The HR Dictionary
Contingency recruitment refers to a type of recruitment in which a recruitment agency collects fees from clients only when a qualified candidate is searched and placed by them for the position in question.
Contingency vs Retained Recruiters
The primary distinction between retained and contingency recruiters is how they are compensated. Recruiters that work on a contingency basis are only compensated when they find a candidate who accepts a job offer while a predetermined upfront payment and further remuneration are made to retained recruiters once they successfully find a candidate to fill the position.
Pros of Contingency Recruiting
- Contingency recruiting allows the organization to pay the recruiters only if a qualified applicant found by the agency is hired.
- The organization can avoid upgrading office premises to make room for recruitment specialists by outsourcing the recruiting activities.

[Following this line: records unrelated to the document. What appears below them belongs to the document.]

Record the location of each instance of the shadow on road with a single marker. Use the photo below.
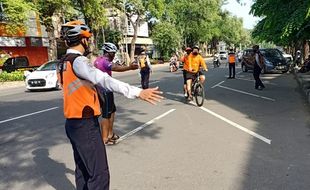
(52, 171)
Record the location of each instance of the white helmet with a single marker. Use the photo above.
(109, 47)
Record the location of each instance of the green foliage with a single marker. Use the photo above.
(93, 11)
(166, 38)
(14, 76)
(283, 21)
(16, 13)
(112, 36)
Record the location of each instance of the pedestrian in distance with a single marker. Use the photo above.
(78, 78)
(145, 69)
(232, 64)
(259, 64)
(196, 61)
(108, 109)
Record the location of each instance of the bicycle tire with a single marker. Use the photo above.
(199, 94)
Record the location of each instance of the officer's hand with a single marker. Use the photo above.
(151, 95)
(133, 66)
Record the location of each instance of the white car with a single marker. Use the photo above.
(288, 57)
(223, 57)
(44, 77)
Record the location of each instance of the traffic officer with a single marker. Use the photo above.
(232, 64)
(81, 106)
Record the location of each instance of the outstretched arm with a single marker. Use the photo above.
(119, 68)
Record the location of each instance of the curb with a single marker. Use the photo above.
(303, 80)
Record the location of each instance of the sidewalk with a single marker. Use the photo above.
(14, 84)
(303, 80)
(11, 84)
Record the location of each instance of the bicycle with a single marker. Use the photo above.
(198, 91)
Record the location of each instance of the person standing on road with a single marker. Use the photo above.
(195, 62)
(232, 64)
(78, 78)
(104, 63)
(145, 69)
(259, 64)
(185, 61)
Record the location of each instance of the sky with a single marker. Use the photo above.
(242, 11)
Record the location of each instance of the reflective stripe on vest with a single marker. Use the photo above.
(80, 96)
(231, 58)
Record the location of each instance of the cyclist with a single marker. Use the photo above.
(195, 62)
(81, 106)
(104, 63)
(145, 69)
(173, 62)
(185, 61)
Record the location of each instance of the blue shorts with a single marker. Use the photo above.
(107, 104)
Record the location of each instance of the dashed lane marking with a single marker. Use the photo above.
(30, 114)
(143, 126)
(247, 93)
(258, 136)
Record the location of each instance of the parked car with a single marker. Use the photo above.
(44, 77)
(288, 57)
(17, 63)
(274, 60)
(223, 56)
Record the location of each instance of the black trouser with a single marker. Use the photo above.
(145, 76)
(256, 72)
(232, 66)
(92, 172)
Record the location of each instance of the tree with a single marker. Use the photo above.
(166, 38)
(52, 13)
(136, 12)
(94, 13)
(284, 22)
(15, 13)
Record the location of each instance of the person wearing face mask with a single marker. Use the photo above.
(104, 63)
(258, 61)
(195, 63)
(185, 61)
(78, 78)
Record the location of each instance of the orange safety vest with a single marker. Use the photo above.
(80, 96)
(231, 58)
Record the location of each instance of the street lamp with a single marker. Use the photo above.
(126, 24)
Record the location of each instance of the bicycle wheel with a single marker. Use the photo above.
(199, 94)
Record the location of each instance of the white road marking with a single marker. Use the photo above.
(247, 93)
(218, 84)
(143, 126)
(264, 139)
(254, 81)
(154, 82)
(239, 72)
(34, 113)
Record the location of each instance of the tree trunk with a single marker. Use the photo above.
(306, 49)
(52, 48)
(53, 33)
(134, 38)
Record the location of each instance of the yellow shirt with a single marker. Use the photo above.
(195, 62)
(185, 60)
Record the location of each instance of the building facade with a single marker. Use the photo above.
(32, 43)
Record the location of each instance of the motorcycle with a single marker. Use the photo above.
(216, 62)
(173, 67)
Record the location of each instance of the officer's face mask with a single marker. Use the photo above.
(85, 44)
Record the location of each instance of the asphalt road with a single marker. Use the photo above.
(241, 139)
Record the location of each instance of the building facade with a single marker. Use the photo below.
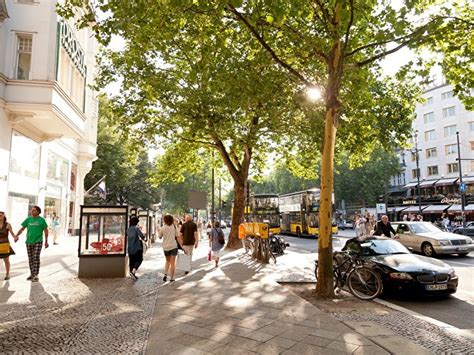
(48, 113)
(434, 158)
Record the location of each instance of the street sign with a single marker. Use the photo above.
(381, 208)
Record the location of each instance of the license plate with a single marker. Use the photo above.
(436, 287)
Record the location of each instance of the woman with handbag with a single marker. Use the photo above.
(169, 233)
(5, 247)
(216, 242)
(135, 238)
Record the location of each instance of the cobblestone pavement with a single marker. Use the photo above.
(63, 314)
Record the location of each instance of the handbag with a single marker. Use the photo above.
(183, 262)
(5, 248)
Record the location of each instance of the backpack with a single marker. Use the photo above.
(220, 237)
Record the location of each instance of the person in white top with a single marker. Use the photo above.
(169, 233)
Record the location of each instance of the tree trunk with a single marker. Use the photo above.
(325, 285)
(237, 215)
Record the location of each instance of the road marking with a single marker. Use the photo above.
(458, 262)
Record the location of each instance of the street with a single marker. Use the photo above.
(455, 310)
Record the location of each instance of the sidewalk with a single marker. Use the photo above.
(236, 309)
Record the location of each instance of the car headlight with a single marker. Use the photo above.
(400, 276)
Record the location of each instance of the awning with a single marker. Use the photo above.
(414, 209)
(427, 183)
(410, 185)
(396, 208)
(444, 182)
(435, 208)
(469, 180)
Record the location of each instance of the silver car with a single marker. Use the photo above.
(428, 239)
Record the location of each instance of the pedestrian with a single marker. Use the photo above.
(55, 225)
(383, 227)
(35, 227)
(169, 234)
(215, 242)
(5, 248)
(188, 232)
(135, 240)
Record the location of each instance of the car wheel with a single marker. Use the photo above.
(427, 249)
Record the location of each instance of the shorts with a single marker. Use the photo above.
(172, 252)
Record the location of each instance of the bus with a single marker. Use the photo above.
(264, 208)
(300, 213)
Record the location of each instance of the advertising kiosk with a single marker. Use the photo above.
(103, 242)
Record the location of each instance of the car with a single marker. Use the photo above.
(468, 231)
(426, 238)
(401, 271)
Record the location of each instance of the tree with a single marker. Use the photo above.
(332, 45)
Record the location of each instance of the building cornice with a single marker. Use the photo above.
(49, 84)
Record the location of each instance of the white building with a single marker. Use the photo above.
(48, 114)
(437, 122)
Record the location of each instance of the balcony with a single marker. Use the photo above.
(42, 109)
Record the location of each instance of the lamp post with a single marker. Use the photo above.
(461, 185)
(417, 159)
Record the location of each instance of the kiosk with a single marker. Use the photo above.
(103, 242)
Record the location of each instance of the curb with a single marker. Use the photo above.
(464, 333)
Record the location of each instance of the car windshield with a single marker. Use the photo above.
(382, 247)
(424, 227)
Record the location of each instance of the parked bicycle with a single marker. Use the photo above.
(350, 270)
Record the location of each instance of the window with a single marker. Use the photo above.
(23, 57)
(429, 101)
(451, 149)
(430, 135)
(450, 131)
(431, 153)
(449, 112)
(452, 168)
(428, 117)
(432, 170)
(447, 95)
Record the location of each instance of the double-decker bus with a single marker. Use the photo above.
(264, 208)
(300, 213)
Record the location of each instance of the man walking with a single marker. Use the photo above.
(190, 237)
(35, 226)
(384, 227)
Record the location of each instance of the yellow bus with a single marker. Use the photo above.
(300, 213)
(264, 208)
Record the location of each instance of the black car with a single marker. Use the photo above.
(402, 271)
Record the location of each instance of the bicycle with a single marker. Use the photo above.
(351, 270)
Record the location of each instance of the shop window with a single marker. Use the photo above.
(432, 170)
(450, 131)
(447, 95)
(431, 153)
(451, 149)
(23, 57)
(452, 168)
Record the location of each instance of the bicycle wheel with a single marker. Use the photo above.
(364, 283)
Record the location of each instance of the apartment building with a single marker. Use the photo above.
(440, 121)
(48, 113)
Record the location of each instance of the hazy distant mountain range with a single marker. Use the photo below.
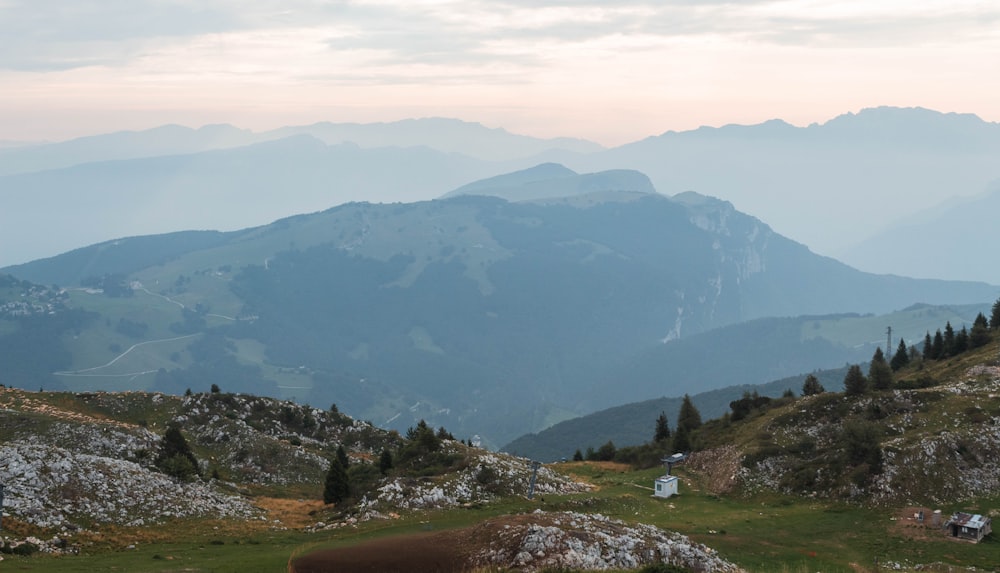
(845, 187)
(473, 312)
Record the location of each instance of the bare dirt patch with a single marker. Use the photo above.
(907, 524)
(290, 512)
(526, 542)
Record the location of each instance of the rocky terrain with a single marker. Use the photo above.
(924, 445)
(589, 541)
(537, 541)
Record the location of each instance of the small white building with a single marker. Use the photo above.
(665, 486)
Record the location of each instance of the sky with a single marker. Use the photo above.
(609, 71)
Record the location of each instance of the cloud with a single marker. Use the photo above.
(63, 34)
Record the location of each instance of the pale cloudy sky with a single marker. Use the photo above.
(611, 71)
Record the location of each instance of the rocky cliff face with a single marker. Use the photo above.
(930, 445)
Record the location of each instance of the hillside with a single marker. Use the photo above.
(466, 312)
(933, 438)
(82, 495)
(550, 180)
(955, 226)
(84, 479)
(757, 351)
(895, 162)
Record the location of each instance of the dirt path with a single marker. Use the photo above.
(440, 552)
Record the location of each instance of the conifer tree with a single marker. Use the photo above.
(937, 347)
(855, 382)
(949, 341)
(337, 486)
(980, 333)
(662, 431)
(811, 386)
(901, 358)
(342, 456)
(385, 461)
(175, 457)
(879, 373)
(961, 343)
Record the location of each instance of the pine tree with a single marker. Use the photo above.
(961, 343)
(901, 358)
(937, 347)
(855, 382)
(342, 457)
(662, 431)
(980, 333)
(879, 373)
(811, 386)
(385, 461)
(949, 341)
(337, 486)
(175, 457)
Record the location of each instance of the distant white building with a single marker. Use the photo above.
(665, 486)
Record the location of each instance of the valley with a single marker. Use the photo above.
(266, 514)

- Contingency recruiters are driven to meet deadlines if the organization has to fill a position promptly.
Cons of Contingency Recruiting
- There is no assurance that the contractor will locate a qualified applicant.
- The hiring process is not entirely outsourced when contingency recruiting is used. Organizations still have to spend time evaluating resumes, choosing which candidates to interview, and conducting the interviews.
Afterward, candidates shortlisted through contingency recruiting and retained recruiters are usually added to an Applicant Tracking System (ATS) for processing by the organization. In some cases, ATSs are available in-built into HR software as well.